Ah, love songs. They’re hard to love, but harder to hate. The two are never far apart.
Except for today, that is. Around Valentine’s Day people usually start to ponder more about love. What’s it all about? Worth the trouble, or just a pile of rubble? It’s different for everyone. Yet the songs on the radio suddenly get a new ring to them. As you listen closely, you’ll soon find that a big chunk of the pop charts are composed of love-related songs. All year through, people hum along without noticing. It’s usually only until around Valentine’s Day that people start to hate the same songs, and with good reason. Who needs a millionaire pop artist to whine about that particular one who got away, their break-ups or happiness in love? We ordinary people go through the same shit every day, except we don’t have money-oozing bank accounts and tons of admirers. Damned be capitalism, commercialism and their soul-wrenching, toe-curling spawn that is Valentine’s Day!
All that aside, the fact remains that love songs are an integral part of popular music. Some of them are pretty dumb, yes, but almost everyone has at least some love songs they like. There’s just something magical about them that resonates with our hearts. Here I’d like to discuss the frequency that mine is tuned into:
In 1999, the so-called “indie-pop” band The Magnetic Fields released the concept-album titled 69 Love Songs. The term concept-album basically means that the songs exist more around one particular theme rather than around the sound of the music itself. And while the theme of this album is indeed love, there’s a twist to it. Here’s how Stephin Merritt, songwriter and mastermind of the band, put it:
“69 Love Songs is not remotely an album about love. It’s an album about love songs, which are very far away from anything to do with love.”
The three-volume album pays homage to the history of love songs through the use of a myriad of sounds combined with clever lyrics. “Clever”, meaning that all songs are posed as love songs, but always have a twist to them which makes them humorous, dark, heartfelt, depressing or just awkward (which does add up since it’s about love and all). At times it can be hard to get a grip on how a song is supposed to make you feel due to the frequent juxtapositions of sad lyrics set to happy tunes. All clichés ever produced in love song history show up on the album, but always in a surprising or plain unorthodox fashion. Stephin Merritt skillfully shows just how much he flouts the concept of a love song, but at the same time he honors its tradition with care and dedication.
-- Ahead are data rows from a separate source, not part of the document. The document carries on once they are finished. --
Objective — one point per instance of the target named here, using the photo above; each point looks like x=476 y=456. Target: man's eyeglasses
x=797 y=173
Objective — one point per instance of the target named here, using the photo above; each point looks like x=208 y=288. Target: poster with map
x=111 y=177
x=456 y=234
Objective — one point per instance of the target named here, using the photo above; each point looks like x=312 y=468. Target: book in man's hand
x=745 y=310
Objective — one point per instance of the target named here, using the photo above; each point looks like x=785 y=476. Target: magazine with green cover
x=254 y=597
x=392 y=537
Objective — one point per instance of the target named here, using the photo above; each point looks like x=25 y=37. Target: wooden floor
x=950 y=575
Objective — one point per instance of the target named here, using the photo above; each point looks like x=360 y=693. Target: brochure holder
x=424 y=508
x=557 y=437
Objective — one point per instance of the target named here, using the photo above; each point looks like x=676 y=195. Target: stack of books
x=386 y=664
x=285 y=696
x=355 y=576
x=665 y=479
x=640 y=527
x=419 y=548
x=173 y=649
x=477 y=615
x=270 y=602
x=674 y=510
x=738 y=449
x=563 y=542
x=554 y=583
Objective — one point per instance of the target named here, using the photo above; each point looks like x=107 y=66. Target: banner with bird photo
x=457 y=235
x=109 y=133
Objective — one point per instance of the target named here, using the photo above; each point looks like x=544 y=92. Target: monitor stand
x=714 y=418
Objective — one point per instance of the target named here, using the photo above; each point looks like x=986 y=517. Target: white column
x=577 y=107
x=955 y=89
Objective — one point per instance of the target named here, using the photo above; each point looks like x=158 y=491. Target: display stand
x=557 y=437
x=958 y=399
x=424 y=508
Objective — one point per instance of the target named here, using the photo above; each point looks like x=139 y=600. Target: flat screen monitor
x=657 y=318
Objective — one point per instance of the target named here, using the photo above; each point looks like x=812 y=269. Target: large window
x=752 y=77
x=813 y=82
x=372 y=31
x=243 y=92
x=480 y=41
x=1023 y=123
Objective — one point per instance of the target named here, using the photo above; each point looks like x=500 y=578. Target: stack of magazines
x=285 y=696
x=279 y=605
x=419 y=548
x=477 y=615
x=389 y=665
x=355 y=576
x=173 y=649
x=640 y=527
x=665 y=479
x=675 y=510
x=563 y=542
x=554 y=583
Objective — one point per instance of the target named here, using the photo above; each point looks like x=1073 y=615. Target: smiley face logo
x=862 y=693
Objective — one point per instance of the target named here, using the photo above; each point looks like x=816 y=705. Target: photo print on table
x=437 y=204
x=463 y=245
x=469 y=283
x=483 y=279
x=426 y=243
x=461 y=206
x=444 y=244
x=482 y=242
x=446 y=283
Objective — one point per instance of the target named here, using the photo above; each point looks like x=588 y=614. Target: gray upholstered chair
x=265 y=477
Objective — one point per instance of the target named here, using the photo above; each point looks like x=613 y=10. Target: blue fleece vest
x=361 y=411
An example can be found in the song “A Pretty Girl is Like”, a parody on old minstrel show tunes (specifically Irving Berlin’s “A Pretty Girl is Like a Melody”):
As you might have heard, the song revolves around the love song cliché of overblown metaphors. In this take of Merritt’s, the conclusions to his similes are anything but romantic, however.
Merritt’s low singing voice is fairly untrained, which, strangely enough, adds to the overall sound rather than detracts from it. The album often has a lo-fi sound which comes off as amateurish, corny or vulnerable in the places where it should be. This does not mean that the sound produced in the songs are particularly pretty, but they do get the job done in terms of creating an atmosphere. There is nothing virtuosic about the instrumentals or the singing, but the album does well to make up for that in terms of songwriting and the aforementioned atmospheric qualities. Furthermore, there are songs which are complete jokes, such as “Experimental Music Love”:
Yeah. Not much to be said about that. The joke is a fairly direct jab at the “experimental music” genre, but delivers its punch in a theoretical sense rather than in a practical one; you might enjoy the idea of the joke, but you’ll probably skip through it next time when you listen to the album.
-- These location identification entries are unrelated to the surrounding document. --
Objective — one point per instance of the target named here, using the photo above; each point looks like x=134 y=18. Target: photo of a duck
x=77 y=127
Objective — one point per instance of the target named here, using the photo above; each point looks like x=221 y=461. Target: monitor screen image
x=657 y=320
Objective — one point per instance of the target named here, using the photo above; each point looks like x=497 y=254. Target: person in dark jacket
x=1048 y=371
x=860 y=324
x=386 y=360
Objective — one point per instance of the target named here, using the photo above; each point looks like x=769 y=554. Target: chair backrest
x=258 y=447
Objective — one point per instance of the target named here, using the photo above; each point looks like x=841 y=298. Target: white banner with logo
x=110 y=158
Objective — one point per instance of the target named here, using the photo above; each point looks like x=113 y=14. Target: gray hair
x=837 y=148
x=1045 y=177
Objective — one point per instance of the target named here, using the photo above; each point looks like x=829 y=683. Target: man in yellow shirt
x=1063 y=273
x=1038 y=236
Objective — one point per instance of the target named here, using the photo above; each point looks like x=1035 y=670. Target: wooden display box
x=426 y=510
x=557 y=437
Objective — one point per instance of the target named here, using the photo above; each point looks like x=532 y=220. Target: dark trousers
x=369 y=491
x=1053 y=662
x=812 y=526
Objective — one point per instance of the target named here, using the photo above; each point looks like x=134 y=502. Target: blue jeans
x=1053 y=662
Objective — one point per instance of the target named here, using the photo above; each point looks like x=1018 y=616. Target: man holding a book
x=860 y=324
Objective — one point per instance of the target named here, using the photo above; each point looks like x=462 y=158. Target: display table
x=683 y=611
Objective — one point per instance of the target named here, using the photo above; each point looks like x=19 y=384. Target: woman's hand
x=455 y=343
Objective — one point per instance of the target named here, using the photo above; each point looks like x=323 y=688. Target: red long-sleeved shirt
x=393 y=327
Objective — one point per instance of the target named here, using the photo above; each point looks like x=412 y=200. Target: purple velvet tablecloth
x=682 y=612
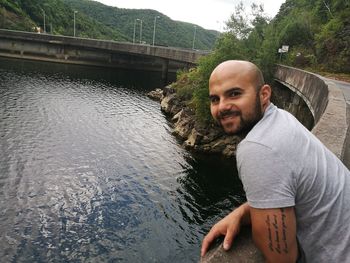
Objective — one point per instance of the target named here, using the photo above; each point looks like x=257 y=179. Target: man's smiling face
x=234 y=97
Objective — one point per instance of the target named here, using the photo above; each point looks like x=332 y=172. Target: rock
x=207 y=138
x=155 y=94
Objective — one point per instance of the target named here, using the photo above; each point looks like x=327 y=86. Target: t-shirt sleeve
x=267 y=178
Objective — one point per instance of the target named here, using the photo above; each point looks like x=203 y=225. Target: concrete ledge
x=243 y=251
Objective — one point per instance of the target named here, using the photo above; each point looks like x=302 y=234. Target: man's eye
x=213 y=99
x=234 y=93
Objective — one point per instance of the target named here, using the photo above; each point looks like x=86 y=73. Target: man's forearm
x=243 y=212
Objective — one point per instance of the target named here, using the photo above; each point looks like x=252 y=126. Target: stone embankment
x=195 y=136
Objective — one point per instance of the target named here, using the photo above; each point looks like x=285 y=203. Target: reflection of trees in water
x=209 y=190
x=137 y=79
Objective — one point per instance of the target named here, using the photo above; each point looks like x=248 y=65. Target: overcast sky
x=210 y=14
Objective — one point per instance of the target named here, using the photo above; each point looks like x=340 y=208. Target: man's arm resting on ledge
x=274 y=233
x=228 y=227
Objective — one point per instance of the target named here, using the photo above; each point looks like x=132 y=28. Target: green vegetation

However, as stated before, I think there are quite a few songs that do get better after multiple hearings, and some of them (the most heart-felt ones) have the potential to be classics. Probably the most famous song to come from this album is “The Book of Love”, Peter Gabriel’s orchestral rendition of which you might know from TV-series such as South Park (the Tweek X Craig episode) or the finale of Scrubs:
The song itself reflects on love as being a fairly silly concept, not always that great, but ultimately worth it considering the person you love. It poses sober cynicism against the overwhelmingness of love in a very effective way that makes my heart jump with each of the song’s triumphant cries. It feels good to have negativity, cynicism, reason—beaten by love; a message that resonates with a large number of people, including me. It is also a take on love songs that isn’t heard on the radio every day. One could say that it is a more profound exploration of the whole “Let’s have sex because #yolo!”-thing, which even romantic poets where on back when they were relevant. Dirty, dirty Keats.
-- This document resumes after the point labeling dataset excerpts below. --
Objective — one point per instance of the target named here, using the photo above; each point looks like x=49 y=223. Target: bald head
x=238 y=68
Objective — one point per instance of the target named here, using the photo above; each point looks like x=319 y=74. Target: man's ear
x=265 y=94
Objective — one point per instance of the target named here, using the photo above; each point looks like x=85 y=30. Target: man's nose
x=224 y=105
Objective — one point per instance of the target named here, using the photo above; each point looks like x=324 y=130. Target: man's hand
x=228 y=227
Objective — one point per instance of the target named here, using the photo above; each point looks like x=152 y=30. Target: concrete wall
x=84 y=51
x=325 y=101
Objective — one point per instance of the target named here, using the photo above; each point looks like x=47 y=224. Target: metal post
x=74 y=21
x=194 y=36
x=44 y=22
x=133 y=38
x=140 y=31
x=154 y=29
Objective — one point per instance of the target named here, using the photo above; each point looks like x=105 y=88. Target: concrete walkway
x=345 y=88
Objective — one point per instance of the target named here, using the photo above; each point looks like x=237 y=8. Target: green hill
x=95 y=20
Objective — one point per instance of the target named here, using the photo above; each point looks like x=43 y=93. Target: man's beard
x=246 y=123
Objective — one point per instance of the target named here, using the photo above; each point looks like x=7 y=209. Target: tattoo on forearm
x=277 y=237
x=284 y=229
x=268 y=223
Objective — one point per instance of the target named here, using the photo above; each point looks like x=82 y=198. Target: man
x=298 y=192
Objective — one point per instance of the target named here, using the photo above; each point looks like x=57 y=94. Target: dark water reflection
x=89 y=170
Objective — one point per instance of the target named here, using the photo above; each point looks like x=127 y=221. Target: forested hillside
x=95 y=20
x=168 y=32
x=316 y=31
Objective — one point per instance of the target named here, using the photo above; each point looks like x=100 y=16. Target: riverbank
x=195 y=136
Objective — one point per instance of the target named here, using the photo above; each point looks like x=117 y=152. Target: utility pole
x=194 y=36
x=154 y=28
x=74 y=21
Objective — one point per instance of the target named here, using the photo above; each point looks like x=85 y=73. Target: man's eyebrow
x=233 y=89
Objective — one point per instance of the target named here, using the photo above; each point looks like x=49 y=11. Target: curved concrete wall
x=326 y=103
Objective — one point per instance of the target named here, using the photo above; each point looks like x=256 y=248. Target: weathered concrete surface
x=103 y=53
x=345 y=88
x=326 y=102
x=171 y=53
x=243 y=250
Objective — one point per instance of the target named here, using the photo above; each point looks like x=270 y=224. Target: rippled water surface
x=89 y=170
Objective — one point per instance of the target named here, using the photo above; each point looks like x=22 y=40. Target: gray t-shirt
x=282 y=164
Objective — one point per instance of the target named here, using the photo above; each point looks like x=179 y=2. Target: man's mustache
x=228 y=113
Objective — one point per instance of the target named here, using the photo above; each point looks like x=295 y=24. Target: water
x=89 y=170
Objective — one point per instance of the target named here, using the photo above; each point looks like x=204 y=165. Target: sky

To conclude, I recommend that you check out this album. It might be from 1999, but I’d say that this work is still relevant in terms of craftsmanship and message, which I would boil down to something along the lines of “Love songs can be pretty stupid. But so is love, and who doesn’t want that?” Especially around Valentine’s Day it might be nice to consider the possible meanings of love, and I think Stephin Merritt does a great job of showing many different aspects, be it stupid, delicate, or just plain fun:
It makes you blind, it does you in
It makes you think you’re pretty tough
It makes you prone to crime and sin
It makes you say things off the cuff
It’s very small and made of glass
and grossly overadvertised
It turns a genius to an ass
and makes a fool think he is wise
It could make you regret your birth
or turn cartwheels in your best suit
It costs a lot more than it’s worth
and yet there is no substitute
They keep it on a higher shelf
the older and more pure it grows
It has no color in itself
but it can make you see rainbows
You can find it on the Bowery
or you can find it at Elaine’s
It makes your words more flowery
It makes the sun shine, makes it rain
You just get out what they put in
and they never put in enough
Love is like a bottle of gin
but a bottle of gin is not like love
-Love is Like a Bottle of Gin (1999)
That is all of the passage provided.